WILLIAM MASON BROWN (1828–1898)
Strawberries Strewn on a Forest Floor, about 1865–70
Oil on canvas, 12 x 10 in.
Signed (with monogram, at lower right): WMB
As a former landscape painter, Brown was a staunch practitioner of another Ruskinian tenet—the still life placed in a natural setting—of which Strawberries Strewn on a Forest Floor is a prime example. In contrast to the more formal and traditional tabletop still life (which Brown also painted), Ruskin preached that fruit and flowers ought to be rendered as they exist in nature, relieved by soil or grass and other vegetation, and much like the works of the famous English painter William Henry “Bird’s Nest” Hunt. However, Barbara Dayer Gallati has noted a curious contradiction of Ruskinian theory in a similar work by Brown, Raspberries (oil on canvas, 20 x 16 in.; The J. B. Speed Art Museum, Louisville, Kentucky), which depicts a loose bundle of raspberries set within an intimate space on the forest floor:
There is detectable in this painting, however, a duality in approach to nature that is antithetical to Ruskinian doctrine. The individual berries, the sheltering bush, the wild flowers, and grassy patch of earth are uniformly executed in a fashion comparable to that of Ruskin’s closest followers. Yet the berries do not appear as they would in nature; the artist’s hand has intervened in order to create a pleasing composition.

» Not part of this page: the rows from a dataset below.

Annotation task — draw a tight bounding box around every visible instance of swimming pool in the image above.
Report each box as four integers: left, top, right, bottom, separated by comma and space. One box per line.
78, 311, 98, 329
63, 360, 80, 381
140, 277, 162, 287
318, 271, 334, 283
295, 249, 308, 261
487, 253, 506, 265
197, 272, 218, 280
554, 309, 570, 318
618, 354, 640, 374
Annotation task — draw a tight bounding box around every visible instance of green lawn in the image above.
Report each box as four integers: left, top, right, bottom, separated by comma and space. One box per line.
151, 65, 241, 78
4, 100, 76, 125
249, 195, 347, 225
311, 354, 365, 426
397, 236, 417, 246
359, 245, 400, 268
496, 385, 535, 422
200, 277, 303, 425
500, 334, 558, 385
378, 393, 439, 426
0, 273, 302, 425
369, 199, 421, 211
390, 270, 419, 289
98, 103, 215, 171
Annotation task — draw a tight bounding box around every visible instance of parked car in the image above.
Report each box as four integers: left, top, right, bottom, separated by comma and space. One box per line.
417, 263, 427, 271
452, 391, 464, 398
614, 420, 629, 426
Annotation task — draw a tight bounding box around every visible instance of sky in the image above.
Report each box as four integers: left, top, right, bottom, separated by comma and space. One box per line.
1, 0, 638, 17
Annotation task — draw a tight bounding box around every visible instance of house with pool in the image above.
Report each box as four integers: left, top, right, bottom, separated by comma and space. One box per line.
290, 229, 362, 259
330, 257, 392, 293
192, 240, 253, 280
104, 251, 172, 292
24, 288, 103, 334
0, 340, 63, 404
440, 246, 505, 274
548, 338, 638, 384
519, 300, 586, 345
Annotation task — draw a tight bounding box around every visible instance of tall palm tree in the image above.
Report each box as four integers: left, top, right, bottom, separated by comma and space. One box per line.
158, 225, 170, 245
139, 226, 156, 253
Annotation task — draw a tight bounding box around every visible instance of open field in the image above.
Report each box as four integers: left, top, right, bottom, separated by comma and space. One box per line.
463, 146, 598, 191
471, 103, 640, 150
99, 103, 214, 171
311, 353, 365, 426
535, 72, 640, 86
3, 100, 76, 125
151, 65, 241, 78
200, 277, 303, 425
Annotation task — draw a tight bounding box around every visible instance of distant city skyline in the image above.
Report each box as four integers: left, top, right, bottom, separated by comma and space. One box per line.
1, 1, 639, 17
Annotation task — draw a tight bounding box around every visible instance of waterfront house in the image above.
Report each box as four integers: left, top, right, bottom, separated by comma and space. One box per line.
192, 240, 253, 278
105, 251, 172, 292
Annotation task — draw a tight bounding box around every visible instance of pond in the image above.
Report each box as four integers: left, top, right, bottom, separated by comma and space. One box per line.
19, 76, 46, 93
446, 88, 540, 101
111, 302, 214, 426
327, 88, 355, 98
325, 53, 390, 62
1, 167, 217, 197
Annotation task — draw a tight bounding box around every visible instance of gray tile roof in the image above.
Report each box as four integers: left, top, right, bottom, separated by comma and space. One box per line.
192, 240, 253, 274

This feature, along with the stage-like setting and theatrical lighting, introduces an artificial note which suggests that however veristic it all may seem, this is a composition that originated in the studio and not in nature (Gallati, “Raspberries,” in Linda S. Ferber and William H. Gerdts, The New Path: Ruskin and the American Pre-Raphaelites, exhib. cat. [New York: The Brooklyn Museum, 1985],p. 92).
This apparent contradiction in Ruskinian theory is also seen in the present painting, which presents a loose group of rich red strawberries scattered about the forest floor.